Clarissa partage certaines de ses réflexions sur la mort après avoir entendu le bavardage lors de sa fête sur le suicide de Septimus Smith. « La mort était un défi. La mort était une tentative de communication, les gens sentant l’impossibilité d’atteindre le centre qui, mystiquement, leur échappait ; la proximité s’est séparée; le ravissement s’évanouit ; l’un était seul. Il y avait une étreinte dans la mort. Le respect avec lequel cette déclaration sur la mort est faite me fait frissonner. Woolf a admis qu’elle avait du mal à écrire sur la folie de Septimus. Elle a utilisé certaines de ses propres hallucinations inspirées par la dépression pour décrire son anxiété pénible. Elle avait prévu la mort de Clarissa à la fin du roman, mais a transféré ce rôle à Septimus. Non pas que je pense que Clarissa soit Virginia, mais il y a certainement des aspects de ses processus de pensée qui sont partagés avec Woolf. C’était peut-être trop audacieux, trop effrayant pour ceux qui connaissaient Virginia que Clarissa se suicide.

Le traitement, si vous l’appelez ainsi, de Septimus est une condamnation de la psychologie dans la société britannique de l’après-guerre. Woolf a été traitée par plusieurs médecins incompétents pour ses propres problèmes de dépression. Sir William Bradshaw, le célèbre psychiatre, qui traitait Septimus se vantait souvent de sa capacité à déterminer les problèmes d’une personne et à pouvoir également prescrire un traitement en cinq minutes ou moins. De toute évidence, son respect pour sa propre profession est plutôt cavalier, et certainement son attitude dédaigneuse envers la vraie nature de la maladie mentale est répréhensible.

Virginia Woolf a mis des pierres dans ses poches, a marché dans la rivière Ouse et s’est noyée seize ans après la publication de ce roman. Je pense souvent à combien de temps elle avait pensé au suicide avant de prendre cette décision finale.

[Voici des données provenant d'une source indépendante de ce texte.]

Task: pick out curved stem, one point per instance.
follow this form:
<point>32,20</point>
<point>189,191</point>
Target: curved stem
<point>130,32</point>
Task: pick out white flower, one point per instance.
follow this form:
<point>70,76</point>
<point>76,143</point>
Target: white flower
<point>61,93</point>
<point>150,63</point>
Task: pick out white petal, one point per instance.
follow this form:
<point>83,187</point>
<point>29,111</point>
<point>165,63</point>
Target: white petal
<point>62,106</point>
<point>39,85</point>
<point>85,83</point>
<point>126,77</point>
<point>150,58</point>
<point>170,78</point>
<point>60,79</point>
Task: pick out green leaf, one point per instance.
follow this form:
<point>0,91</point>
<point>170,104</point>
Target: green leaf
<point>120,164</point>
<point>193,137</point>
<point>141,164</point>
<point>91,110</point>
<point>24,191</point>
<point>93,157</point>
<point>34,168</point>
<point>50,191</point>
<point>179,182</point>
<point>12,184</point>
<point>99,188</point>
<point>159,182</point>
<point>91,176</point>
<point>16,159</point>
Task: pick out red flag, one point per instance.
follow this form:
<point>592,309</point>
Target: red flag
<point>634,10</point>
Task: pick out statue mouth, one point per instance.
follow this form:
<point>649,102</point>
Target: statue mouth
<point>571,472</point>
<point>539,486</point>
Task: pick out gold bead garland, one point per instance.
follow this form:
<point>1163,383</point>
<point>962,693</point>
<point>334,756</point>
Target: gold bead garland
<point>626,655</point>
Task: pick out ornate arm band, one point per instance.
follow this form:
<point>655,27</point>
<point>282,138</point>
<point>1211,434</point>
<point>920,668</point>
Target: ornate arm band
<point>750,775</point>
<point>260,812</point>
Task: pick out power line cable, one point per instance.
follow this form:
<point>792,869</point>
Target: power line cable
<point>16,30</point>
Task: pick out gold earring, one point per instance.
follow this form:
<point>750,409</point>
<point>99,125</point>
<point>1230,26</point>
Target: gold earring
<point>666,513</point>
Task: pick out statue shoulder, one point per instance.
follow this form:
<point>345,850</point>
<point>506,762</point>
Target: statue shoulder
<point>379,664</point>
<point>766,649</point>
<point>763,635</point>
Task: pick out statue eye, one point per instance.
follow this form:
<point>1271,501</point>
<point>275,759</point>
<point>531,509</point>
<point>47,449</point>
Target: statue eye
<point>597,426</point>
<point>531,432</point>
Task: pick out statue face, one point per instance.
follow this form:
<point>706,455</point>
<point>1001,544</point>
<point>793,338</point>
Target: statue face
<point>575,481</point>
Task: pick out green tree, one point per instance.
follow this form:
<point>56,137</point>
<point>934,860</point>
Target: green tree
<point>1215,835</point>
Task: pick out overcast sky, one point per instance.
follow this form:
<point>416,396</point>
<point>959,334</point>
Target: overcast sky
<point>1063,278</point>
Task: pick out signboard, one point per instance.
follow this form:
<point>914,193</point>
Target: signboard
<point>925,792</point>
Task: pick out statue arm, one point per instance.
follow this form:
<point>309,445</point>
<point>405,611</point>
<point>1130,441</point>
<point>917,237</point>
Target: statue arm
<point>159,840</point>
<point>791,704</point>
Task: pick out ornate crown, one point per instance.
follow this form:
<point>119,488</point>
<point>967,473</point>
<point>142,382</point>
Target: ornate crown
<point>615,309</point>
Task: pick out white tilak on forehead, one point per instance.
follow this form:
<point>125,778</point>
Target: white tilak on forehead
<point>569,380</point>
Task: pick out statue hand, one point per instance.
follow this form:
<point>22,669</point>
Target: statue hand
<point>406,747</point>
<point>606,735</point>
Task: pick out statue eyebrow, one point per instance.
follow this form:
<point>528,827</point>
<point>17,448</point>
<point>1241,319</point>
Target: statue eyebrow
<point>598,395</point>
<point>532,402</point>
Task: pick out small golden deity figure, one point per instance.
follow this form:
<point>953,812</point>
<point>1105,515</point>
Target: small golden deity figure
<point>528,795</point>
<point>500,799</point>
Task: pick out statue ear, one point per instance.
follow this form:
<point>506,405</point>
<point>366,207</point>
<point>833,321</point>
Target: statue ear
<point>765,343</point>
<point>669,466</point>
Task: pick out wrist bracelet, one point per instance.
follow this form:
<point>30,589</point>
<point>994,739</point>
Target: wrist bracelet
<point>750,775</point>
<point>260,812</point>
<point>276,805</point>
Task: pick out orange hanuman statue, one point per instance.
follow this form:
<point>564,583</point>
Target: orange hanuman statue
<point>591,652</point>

J’avais prévu de commencer ce livre et de le mettre de côté pendant que j’en terminais un autre. Cela s’est avéré impossible. Mme Dalloway ne tolérerait aucun rival. J’étais à elle pour la durée. C’est un livre modeste en ce qui concerne la taille, mais tellement rempli d’observations merveilleuses que je pourrais continuer, avec facilité, à écrire plusieurs milliers de mots supplémentaires sur d’autres aspects de ce roman. J’ai adoré le style. Il y a un rebond dans l’écriture comme si des ressorts avaient été attachés aux mots pour les empêcher de s’embourber dans la pensée méditative. Les personnages, bien que possédant peu de caractéristiques que j’admire, étaient sympathiques, et aujourd’hui, ils me manquent réellement comme si j’étais parti en Inde ou aux Antilles.

La fin était superbe.

« Quelle est cette terreur ? quelle est cette extase ? Peter pensa en lui-même. Qu’est-ce qui me remplit d’excitation extraordinaire ?

C’est Clarissa, dit-il.

Car elle était là.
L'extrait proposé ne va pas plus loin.